PostgreSQL includes its own programming language named PL/pgSQL that is aimed to integrate easily with SQL commands. PL stands for procedural language, and this is just one of the many languages available for writing server code. pgSQL is the shorthand for PostgreSQL.
Unlike basic SQL, PL/pgSQL includes procedural elements, such as the ability to use the if/then/else statements and loops. You can easily execute SQL statements, or even loop over the result of a SQL statement in the language.
The integrity checks needed for the application can be done in a PL/pgSQL function that takes three arguments: names of the payer and the recipient and the amount to be paid. This sample also returns the status of the payment:
CREATE OR REPLACE FUNCTION transfer(
i_payer text,
i_recipient text,
i_amount numeric(15,2))
RETURNS text
AS
$$
DECLARE
payer_bal numeric;
BEGIN
SELECT balance INTO payer_bal
FROM accounts
WHERE owner = i_payer FOR UPDATE;
IF NOT FOUND THEN
RETURN 'Payer account not found';
END IF;
IF payer_bal < i_amount THEN
RETURN 'Not enough funds';
END IF;
UPDATE accounts
SET balance = balance + i_amount
WHERE owner = i_recipient;
IF NOT FOUND THEN
RETURN 'Recipient does not exist';
END IF;
UPDATE accounts
SET balance = balance - i_amount
WHERE owner = i_payer;
RETURN 'OK';
END;
$$ LANGUAGE plpgsql;Here are a few examples of the usage of this function, assuming that you haven't executed the previously proposed UPDATE statements yet:
postgres=# SELECT * FROM accounts;
owner | balance
-------+---------
Bob | 100
Mary | 200
(2 rows)
postgres=# SELECT transfer('Bob','Mary',14.00);
transfer
----------
OK
(1 row)
postgres=# SELECT * FROM accounts;
owner | balance
-------+---------
Mary | 214.00
Bob | 86.00
(2 rows)Your application will need to check the return code and decide how to handle these errors.

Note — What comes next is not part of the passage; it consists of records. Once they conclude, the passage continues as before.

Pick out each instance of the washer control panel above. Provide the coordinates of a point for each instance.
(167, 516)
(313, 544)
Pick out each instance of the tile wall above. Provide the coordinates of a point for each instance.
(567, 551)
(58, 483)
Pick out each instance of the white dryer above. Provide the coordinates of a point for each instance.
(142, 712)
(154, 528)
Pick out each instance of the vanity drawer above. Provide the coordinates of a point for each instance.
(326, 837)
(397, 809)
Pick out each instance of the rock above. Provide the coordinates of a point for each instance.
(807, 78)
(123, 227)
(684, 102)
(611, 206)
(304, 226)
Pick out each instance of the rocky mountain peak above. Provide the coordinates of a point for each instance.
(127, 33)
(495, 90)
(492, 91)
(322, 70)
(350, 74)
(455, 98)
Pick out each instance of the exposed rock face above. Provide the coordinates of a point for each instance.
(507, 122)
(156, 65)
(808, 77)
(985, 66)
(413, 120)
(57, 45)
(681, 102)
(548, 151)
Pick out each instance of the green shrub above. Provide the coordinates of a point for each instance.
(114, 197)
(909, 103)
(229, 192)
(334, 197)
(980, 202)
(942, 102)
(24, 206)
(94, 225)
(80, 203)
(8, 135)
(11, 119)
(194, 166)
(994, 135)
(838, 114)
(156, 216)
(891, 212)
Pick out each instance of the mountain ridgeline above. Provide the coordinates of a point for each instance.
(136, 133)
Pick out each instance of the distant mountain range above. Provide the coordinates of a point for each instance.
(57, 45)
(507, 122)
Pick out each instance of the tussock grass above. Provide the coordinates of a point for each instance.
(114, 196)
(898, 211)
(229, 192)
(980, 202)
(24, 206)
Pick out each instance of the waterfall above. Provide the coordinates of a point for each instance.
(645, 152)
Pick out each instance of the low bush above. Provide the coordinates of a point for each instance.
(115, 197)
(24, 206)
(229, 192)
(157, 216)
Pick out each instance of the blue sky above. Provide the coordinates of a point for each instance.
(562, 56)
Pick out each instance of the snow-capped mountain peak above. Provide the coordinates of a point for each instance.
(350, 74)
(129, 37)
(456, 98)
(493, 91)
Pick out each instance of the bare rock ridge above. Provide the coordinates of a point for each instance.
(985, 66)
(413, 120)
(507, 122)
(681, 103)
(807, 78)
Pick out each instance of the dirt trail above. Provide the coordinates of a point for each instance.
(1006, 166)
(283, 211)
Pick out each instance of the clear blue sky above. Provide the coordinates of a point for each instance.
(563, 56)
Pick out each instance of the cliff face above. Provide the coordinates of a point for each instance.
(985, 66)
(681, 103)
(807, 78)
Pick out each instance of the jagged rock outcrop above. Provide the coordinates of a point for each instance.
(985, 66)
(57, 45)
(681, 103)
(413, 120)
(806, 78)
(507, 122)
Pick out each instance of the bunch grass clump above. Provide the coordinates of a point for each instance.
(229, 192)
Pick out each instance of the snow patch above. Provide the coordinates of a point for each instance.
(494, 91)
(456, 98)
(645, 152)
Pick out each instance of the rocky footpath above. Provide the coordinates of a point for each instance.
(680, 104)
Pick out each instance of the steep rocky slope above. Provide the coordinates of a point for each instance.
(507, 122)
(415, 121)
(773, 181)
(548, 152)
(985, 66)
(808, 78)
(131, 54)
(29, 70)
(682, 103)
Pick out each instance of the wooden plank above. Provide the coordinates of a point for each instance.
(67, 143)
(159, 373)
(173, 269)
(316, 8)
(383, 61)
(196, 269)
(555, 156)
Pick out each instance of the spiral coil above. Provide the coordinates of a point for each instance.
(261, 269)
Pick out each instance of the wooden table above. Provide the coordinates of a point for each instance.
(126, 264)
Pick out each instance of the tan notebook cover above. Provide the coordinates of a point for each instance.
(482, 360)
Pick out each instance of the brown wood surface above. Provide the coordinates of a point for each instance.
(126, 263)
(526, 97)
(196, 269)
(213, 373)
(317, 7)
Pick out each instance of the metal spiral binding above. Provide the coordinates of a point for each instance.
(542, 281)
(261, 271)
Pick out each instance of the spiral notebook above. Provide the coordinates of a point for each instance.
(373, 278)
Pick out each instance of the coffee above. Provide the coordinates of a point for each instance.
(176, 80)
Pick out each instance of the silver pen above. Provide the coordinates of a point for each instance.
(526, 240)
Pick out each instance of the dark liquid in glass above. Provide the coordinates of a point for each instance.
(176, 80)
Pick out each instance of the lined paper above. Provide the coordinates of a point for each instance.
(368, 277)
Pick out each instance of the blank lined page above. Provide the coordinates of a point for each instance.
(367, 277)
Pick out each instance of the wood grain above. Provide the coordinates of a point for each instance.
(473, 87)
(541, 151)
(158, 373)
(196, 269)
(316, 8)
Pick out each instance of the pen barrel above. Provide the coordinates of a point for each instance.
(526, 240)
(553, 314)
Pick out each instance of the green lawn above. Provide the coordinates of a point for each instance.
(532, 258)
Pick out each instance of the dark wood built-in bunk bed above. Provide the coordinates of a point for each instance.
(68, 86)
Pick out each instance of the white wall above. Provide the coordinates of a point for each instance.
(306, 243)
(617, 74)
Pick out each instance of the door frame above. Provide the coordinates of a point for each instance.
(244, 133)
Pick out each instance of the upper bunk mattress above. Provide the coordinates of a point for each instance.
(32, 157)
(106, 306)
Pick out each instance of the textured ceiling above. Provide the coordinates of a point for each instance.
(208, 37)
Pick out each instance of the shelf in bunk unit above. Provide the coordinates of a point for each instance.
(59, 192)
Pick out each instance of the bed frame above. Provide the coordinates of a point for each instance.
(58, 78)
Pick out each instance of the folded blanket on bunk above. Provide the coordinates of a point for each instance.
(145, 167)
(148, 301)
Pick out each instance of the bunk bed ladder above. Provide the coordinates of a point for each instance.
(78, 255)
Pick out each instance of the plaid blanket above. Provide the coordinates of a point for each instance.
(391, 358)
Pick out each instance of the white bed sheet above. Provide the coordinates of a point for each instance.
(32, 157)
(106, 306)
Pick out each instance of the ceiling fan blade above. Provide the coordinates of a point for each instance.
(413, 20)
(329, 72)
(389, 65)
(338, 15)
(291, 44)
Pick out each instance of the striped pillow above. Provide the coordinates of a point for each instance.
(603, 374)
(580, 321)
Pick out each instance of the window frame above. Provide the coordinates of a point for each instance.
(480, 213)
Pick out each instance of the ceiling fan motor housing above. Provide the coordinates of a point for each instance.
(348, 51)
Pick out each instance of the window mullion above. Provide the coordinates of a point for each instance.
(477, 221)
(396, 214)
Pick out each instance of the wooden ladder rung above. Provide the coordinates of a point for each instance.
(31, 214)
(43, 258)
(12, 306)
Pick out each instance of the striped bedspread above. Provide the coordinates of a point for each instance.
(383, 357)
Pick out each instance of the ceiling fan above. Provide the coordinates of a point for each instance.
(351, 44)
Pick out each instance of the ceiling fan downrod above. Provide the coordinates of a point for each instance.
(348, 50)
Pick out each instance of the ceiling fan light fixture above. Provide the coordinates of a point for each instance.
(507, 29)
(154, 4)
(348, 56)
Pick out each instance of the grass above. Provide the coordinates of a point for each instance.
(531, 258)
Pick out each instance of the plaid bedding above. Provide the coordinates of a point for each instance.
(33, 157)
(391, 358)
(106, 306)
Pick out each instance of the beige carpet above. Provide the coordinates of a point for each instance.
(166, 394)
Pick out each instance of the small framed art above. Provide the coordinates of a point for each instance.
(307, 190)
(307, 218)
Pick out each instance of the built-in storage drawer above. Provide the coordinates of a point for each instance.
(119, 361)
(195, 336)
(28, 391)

As long as it is written to reject any unexpected value, you can extend this function to do more checking, such as the minimum transferrable amount, and you can be sure it will be prevented. The following three errors can be returned:
postgres=# SELECT * FROM transfer('Fred','Mary',14.00);
transfer
-------------------------
Payer account not found
(1 row)
postgres=# SELECT * FROM transfer('Bob','Fred',14.00);
transfer
--------------------------
Recipient does not exist
(1 row)
postgres=# SELECT * FROM transfer('Bob','Mary',500.00);
transfer
------------------
Not enough funds
(1 row)For these checks to always work, you will need to make all the transfer operations go through the function, rather than manually changing the values with SQL statements. One way to achieve this, is by revoking update privileges from users and from a user with higher privileges that define the transfer function with SECURITY DEFINER. This will allow the restricted users to run the function as if they have higher privileges similar to the function's creator.